А Кисочка при вечернем освещении казалась еще интереснее, чем днем. Она мне нравилась всё больше и больше, я тоже, по-видимому, был симпатичен ей. Да и обстановка была самая подходящая для романа: мужа нет дома, прислуги не видно, кругом тишина… Как ни мало я верил в успех, но все-таки порешил на всякий случай начать атаку. Прежде всего нужно было перейти на фамильярный тон и лирически-серьезное настроение Кисочки сменить на более легкое…
– Давайте, Наталья Степановна, переменим разговор, – начал я. – Поговоримте о чем-нибудь веселом… Прежде всего позвольте мне по старой памяти величать вас Кисочкой.
Она позволила.
– Скажите, пожалуйста, Кисочка, – продолжал я, – какая это муха укусила весь здешний прекрасный пол? Что с ним поделалось? Прежде все были такие нравственные, добродетельные, а теперь, помилуйте, про кого ни спросишь, про всех говорят такое, что просто за человека страшно… Одна барышня с офицером бежала, другая бежала и увлекла с собой гимназиста, третья, барыня, уехала от мужа с актером, четвертая от мужа ушла к офицеру, и так далее, и так далее… Целая эпидемия! Этак, пожалуй, в вашем городе скоро не останется ни одной барышни и ни одной молодой жены!
Я говорил пошлым, заигрывающим тоном. Если бы в ответ мне Кисочка засмеялась, то я продолжал бы в таком роде: „О, смотрите, Кисочка, как бы вас здесь не похитил какой-нибудь офицер или актер!“ Она опустила бы глазки и сказала: „Кому придет охота похищать меня такую?
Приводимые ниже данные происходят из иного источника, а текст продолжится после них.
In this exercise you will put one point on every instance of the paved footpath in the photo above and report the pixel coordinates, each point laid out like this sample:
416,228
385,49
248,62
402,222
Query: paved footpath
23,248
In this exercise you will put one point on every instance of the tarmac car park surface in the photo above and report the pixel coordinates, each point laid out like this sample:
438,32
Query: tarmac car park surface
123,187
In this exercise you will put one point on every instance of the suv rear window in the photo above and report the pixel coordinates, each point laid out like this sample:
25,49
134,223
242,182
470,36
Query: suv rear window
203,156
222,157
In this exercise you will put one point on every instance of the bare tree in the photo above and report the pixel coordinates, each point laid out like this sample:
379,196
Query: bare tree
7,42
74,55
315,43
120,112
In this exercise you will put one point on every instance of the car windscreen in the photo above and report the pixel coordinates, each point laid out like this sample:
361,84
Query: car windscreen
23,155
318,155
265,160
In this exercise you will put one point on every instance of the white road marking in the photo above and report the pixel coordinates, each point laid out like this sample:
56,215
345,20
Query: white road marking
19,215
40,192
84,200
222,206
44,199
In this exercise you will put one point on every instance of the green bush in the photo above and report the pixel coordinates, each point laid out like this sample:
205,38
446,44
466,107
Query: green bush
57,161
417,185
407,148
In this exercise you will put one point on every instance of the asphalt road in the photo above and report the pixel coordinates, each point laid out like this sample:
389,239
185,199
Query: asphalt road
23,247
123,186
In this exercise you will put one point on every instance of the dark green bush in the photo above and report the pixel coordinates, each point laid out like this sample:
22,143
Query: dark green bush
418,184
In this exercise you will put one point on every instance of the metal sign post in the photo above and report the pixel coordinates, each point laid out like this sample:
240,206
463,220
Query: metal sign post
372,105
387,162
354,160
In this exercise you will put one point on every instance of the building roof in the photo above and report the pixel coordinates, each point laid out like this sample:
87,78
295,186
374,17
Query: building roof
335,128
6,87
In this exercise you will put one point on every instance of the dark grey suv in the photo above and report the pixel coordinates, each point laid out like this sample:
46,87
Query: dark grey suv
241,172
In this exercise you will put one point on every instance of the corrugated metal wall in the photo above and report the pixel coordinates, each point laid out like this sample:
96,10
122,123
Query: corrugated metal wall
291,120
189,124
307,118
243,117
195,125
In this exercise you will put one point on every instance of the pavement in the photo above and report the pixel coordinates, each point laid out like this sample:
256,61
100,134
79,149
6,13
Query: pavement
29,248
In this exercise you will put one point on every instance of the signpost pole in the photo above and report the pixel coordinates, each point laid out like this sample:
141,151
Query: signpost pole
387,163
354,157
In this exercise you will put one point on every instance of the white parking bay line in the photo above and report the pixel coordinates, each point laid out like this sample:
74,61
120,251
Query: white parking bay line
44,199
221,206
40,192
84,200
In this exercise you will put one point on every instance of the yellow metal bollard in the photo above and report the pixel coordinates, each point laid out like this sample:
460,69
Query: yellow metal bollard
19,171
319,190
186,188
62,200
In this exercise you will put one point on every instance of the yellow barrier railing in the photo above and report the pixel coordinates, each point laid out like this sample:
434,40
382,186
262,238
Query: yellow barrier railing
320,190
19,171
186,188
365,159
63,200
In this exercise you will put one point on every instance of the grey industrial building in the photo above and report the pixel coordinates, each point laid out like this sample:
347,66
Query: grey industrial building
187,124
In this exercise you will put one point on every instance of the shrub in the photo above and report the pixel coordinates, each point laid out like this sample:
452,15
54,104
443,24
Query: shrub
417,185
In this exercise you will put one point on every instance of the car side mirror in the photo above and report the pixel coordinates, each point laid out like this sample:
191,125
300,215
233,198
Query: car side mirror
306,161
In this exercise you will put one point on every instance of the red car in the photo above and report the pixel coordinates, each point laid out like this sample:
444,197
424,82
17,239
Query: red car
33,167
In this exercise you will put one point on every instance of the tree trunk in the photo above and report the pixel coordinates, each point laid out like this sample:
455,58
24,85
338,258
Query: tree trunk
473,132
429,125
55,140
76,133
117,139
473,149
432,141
Есть помоложе и красивее…“ А я бы ей: „Полноте, Кисочка, да я бы первый с наслаждением похитил вас!“ И так далее в таком роде, и в конце концов дело мое было бы в шляпе. Но в ответ мне Кисочка не засмеялась, а, напротив, сделала серьезное лицо и вздохнула.
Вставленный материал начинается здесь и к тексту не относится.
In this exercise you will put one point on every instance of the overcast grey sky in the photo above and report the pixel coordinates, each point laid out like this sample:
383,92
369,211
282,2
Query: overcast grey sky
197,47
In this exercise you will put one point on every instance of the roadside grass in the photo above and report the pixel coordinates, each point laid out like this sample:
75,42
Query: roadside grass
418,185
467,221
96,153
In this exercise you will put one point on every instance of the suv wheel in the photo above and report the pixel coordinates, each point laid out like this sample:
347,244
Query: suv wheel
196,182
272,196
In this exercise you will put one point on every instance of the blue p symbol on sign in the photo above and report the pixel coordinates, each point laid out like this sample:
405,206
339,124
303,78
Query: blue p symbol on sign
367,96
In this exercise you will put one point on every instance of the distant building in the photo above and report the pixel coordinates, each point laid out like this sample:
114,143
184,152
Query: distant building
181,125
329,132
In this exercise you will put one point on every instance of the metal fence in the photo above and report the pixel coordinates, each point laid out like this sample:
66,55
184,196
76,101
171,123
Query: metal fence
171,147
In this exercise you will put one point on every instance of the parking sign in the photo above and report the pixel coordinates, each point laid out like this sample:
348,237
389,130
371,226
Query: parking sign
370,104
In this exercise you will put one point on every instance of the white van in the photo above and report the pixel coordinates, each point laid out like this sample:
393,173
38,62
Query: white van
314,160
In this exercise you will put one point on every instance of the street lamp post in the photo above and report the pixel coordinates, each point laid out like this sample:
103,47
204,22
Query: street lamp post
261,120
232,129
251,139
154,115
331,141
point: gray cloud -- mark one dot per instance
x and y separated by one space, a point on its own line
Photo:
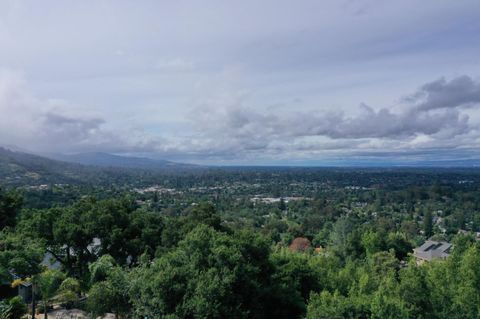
460 91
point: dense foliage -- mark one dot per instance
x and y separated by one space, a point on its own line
217 244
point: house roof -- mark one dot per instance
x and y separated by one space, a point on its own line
433 249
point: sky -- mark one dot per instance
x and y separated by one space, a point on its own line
269 82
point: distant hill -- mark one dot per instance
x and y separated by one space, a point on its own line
19 168
111 160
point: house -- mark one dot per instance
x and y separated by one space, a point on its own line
432 250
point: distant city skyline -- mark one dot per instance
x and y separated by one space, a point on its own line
244 82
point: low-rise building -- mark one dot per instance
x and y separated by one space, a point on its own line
432 250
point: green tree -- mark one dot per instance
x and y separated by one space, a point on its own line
10 203
48 283
428 223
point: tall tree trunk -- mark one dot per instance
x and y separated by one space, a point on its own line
33 301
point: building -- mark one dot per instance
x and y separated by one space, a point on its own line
432 250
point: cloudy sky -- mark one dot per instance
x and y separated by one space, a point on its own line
243 82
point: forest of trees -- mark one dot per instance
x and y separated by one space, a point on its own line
219 255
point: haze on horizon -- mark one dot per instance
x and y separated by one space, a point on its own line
244 82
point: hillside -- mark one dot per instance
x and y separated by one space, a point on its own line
110 160
18 168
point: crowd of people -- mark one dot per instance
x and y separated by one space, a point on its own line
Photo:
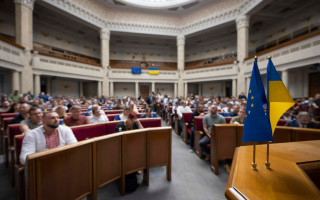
47 115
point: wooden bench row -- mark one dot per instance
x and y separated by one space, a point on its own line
78 170
226 137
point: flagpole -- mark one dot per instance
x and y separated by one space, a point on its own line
267 164
254 164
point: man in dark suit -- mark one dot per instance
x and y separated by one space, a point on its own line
303 121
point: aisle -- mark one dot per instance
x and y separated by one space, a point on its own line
192 179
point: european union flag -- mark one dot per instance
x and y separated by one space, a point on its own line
136 70
257 126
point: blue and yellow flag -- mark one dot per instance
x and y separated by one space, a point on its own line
136 70
278 96
153 70
256 124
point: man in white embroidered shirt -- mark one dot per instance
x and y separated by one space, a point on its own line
47 136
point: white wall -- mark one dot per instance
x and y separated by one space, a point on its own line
165 88
5 82
212 88
65 87
124 89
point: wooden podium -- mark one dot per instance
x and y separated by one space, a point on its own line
294 174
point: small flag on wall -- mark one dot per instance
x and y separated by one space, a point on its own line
136 70
153 70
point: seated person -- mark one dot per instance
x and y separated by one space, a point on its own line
33 122
76 118
14 108
149 114
181 109
46 136
303 121
97 117
240 118
130 123
23 114
199 111
208 121
235 111
124 114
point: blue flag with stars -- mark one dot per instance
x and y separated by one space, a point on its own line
257 127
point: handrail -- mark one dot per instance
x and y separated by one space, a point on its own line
285 44
6 40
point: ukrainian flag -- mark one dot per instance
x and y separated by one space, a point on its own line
256 123
278 96
153 70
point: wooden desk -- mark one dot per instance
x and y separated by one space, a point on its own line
286 180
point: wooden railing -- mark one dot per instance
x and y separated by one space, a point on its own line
210 62
284 42
64 54
126 64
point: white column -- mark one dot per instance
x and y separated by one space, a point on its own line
137 89
81 88
305 84
111 88
15 80
234 87
242 49
99 89
285 78
24 37
185 90
248 79
175 86
153 87
36 84
49 85
180 44
105 60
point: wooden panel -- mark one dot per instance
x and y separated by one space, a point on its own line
61 173
286 180
159 146
108 158
304 134
134 151
282 134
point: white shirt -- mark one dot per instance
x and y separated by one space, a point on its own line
93 119
35 141
182 109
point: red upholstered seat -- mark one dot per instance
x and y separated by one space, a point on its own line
111 126
13 130
108 112
281 122
111 117
88 131
228 119
150 122
18 145
198 123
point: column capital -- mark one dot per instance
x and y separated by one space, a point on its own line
242 21
28 3
105 34
181 40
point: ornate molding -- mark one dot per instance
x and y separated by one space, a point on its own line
28 3
181 40
105 34
242 21
96 13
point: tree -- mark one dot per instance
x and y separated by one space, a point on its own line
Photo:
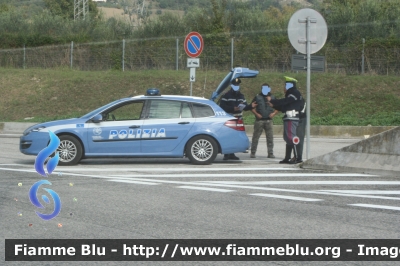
65 8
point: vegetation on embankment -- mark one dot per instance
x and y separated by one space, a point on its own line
52 94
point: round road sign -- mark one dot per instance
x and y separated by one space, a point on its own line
193 44
297 30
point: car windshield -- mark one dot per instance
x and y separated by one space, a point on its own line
98 110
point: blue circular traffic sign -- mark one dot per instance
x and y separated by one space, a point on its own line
193 44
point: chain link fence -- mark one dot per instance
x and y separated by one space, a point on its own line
128 55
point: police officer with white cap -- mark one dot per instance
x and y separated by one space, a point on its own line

– Всё это, что рассказывают, правда… – сказала она. – С актером уехала от мужа моя двоюродная сестра Соня. Конечно, это нехорошо… Каждый человек должен терпеть то, что ему от судьбы положено, но я не осуждаю их и не виню… Обстоятельства бывают иногда сильнее человека!
– Это так, Кисочка, но какие же обстоятельства могли народить целую эпидемию?
– Очень просто и понятно… – сказала Кисочка, поднимая брови. – У нас интеллигентным девушкам и женщинам решительно некуда деваться. Уезжать на курсы или поступать в учительницы, вообще жить идеями и целями, как мужчины живут, не всякая может. Надо выходить замуж… А за кого прикажете? Вы, мальчики, кончаете курс в гимназии и уезжаете в университет, чтобы больше никогда не возвращаться в родной город, и женитесь в столицах, а девочки остаются!.. За кого же им прикажете выходить? Ну, за неимением порядочных, развитых людей, и выходят бог знает за кого, за разных маклеров да пиндо́сов, которые только и умеют, что пить да в клубе скандальничать… Выходят девушки так, зря… Какая ж после этого жизнь? Сами понимаете, женщина образованная и воспитанная живет с глупым, тяжелым человеком; встретится ей какой-нибудь интеллигентный человек, офицер, актер или доктор, ну полюбит, станет ей невыносима жизнь, она и бежит от мужа. И осуждать нельзя!
– Если так, Кисочка, то зачем же замуж идти? – спросил я.
– Конечно, – вздохнула Кисочка, – но ведь каждой девушке кажется, что лучше хоть какой-нибудь муж, чем ничего… Вообще, Николай Анастасьевич, нехорошо здесь живется, очень нехорошо! И в девушках душно, и замужем душно… Вот смеются над Соней за то, что она бежала, да еще с актером, а если бы заглянули ей в душу, то не смеялись бы…»
За дверью опять залаял Азорка. Он злобно огрызнулся на кого-то, потом завыл с тоской и всем телом шарахнулся о стену барака… Лицо Ананьева поморщилось от жалости; он прервал свой рассказ и вышел. Минуты две слышно было, как он утешал за дверью собаку: «Хороший пес! Бедный пес!»